Gen. Ed. under scrutiny

Charlotte Etherton

With the stink Northern Kentucky University students raise about their General Education Requirements (GER), you could knock a buzzard off a shit wagon.

‘They suck. They’re a waste of time, and especially when you could be studying for your major,’ Oscar Ochieng, an Accounting major, said. ‘Then it ends up that you can’t graduate and you have to waste another semester on Gen. Eds.’

As of Fall 2009, NKU students could spend up to two years of the (alleged) four years it takes to get a bachelor’s degree at NKU soley collecting their GER hours. This is true if a student does not fail or drop out of a course – only adding more time dedicated to their GERs.

‘I took a lot of classes that aren’t necessarily beneficial or useful when it came to earning my degree,’ Brandi Cromer, Education major at NKU, said.

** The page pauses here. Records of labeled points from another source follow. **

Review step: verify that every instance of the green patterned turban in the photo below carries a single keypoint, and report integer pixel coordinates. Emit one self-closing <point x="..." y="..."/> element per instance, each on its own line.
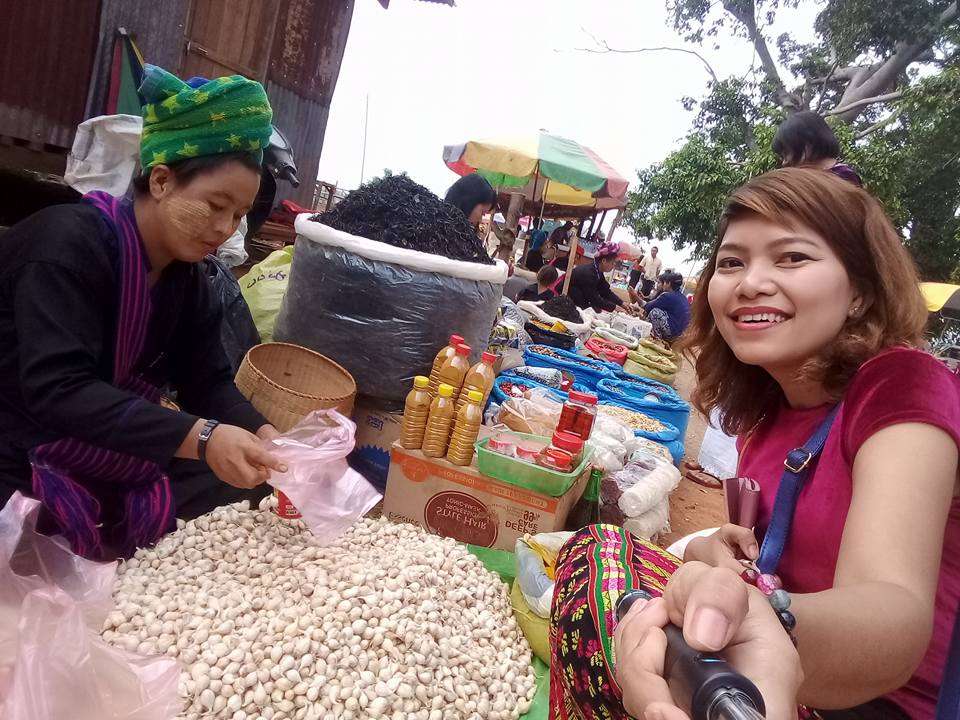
<point x="226" y="115"/>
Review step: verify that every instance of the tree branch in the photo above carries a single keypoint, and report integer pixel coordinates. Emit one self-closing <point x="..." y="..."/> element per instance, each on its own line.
<point x="605" y="48"/>
<point x="888" y="97"/>
<point x="878" y="125"/>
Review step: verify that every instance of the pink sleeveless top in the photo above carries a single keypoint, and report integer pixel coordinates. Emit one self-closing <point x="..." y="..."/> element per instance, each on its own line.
<point x="899" y="385"/>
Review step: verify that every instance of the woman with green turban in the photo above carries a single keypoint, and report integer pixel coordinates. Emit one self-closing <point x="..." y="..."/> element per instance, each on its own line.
<point x="103" y="306"/>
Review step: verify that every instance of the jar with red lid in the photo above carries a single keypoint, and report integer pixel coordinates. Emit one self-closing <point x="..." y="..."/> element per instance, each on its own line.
<point x="569" y="443"/>
<point x="556" y="459"/>
<point x="578" y="414"/>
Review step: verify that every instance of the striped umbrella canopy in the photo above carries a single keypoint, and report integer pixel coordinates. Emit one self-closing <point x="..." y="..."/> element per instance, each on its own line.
<point x="546" y="168"/>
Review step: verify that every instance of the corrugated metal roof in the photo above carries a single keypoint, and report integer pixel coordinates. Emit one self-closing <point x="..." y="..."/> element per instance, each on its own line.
<point x="45" y="68"/>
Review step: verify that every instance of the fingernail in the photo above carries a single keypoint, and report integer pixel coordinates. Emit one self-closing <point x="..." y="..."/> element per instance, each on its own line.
<point x="709" y="627"/>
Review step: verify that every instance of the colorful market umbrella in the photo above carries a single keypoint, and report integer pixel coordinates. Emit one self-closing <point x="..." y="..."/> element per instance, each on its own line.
<point x="942" y="298"/>
<point x="544" y="167"/>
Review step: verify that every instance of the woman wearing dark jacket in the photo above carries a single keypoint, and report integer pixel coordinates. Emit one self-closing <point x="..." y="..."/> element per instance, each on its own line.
<point x="104" y="306"/>
<point x="589" y="287"/>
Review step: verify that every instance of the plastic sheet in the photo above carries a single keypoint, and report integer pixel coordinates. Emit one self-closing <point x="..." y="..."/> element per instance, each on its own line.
<point x="238" y="333"/>
<point x="383" y="312"/>
<point x="328" y="493"/>
<point x="53" y="663"/>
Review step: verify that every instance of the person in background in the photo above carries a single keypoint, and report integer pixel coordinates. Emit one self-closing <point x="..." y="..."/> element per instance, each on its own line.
<point x="589" y="287"/>
<point x="474" y="196"/>
<point x="805" y="140"/>
<point x="104" y="304"/>
<point x="636" y="271"/>
<point x="542" y="288"/>
<point x="669" y="311"/>
<point x="652" y="265"/>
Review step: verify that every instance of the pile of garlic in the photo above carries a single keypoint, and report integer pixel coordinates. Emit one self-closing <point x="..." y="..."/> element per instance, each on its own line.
<point x="387" y="622"/>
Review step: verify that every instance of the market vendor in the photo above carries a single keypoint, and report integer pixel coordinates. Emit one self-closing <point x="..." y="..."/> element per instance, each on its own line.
<point x="589" y="287"/>
<point x="805" y="330"/>
<point x="669" y="311"/>
<point x="474" y="196"/>
<point x="104" y="309"/>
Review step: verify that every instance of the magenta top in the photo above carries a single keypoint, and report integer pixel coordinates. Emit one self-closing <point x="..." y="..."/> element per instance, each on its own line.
<point x="898" y="386"/>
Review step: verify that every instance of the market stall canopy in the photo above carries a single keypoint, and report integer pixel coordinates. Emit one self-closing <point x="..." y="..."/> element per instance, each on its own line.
<point x="943" y="298"/>
<point x="543" y="167"/>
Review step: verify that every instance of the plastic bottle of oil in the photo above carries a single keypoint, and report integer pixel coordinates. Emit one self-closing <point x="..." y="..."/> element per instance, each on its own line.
<point x="415" y="413"/>
<point x="466" y="429"/>
<point x="439" y="421"/>
<point x="455" y="369"/>
<point x="480" y="378"/>
<point x="448" y="351"/>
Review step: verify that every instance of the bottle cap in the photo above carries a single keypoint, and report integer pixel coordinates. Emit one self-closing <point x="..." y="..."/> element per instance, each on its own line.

The Reform Committee, composed of faculty members responsible for General Education reform, is proposing to the Faculty Senate for a reduction in NKU GER hours to drop from 46 to 37 hours. This would mean that future NKU students would only have to spend a little over two semesters working on their GERs. This proposal is coming up for vote in the University Curriculum Committee this October.

By reducing the number of GERs, NKU would make transferring credits (to and from the University) easier for students.

‘This reduction follows what other universities have, and it follows the areas that are in the Kentucky Transfer Module,’ Dr. Alar Lipping, president of Faculty Senate, said. ‘We found that 37 GER hours seemed to meet all of those areas,”

One reason the Reform Committee looks to reduce the credit hours is so that students can complete their degrees sooner.

‘One of the goals of the reduction is being able to help students complete their degrees in a timely fashion,’ Dr. Tonya Krouse, member of the Reform Committee, said. Krouse is responsible for presenting the official proposal to the University Curriculum Committee.

‘Another thing that I think the reduction in GREs will help with is making it more transparent to students why they are taking these particular courses. The way the program is now, students think, ‘oh, I’m taking this class because they say I have to take it,” Krouse said

One of the benefits of this new structure is that students who previously didn’t have the opportunity to explore other courses will now be able to do so.

‘We are continuously assessing our degree programs and our majors and likewise. We have to continuously assess our GRE program,’ Lipping said.’ ‘The GRE program has been in place for over ten years, so this is the time to look at the GRE program and see how it meets the changing needs of our students.’

If the proposal is passed, current students can change their catalog so they only have to take 37 hours of GERs.’ Students will be notified, if the new GER structure passes, the procedures for changing their catalog.

‘There are some students now who have virtually no opportunity to take a class because it interests them,’ Krouse said. ‘I know Nursing and Computer Science’ majors have a large amount of requirements for their degrees. Those students will have more elective hours in that 120 hours it takes to get a bachelor’s degree.’

Under the proposed GER structure, students will still have to take a math course, a global view points course, an oral communication course, two writing courses and two natural science courses. Two courses in a new category called Culture and Creativity, and, lastly, three courses in social and behavioral sciences will be mandatory requirements as well.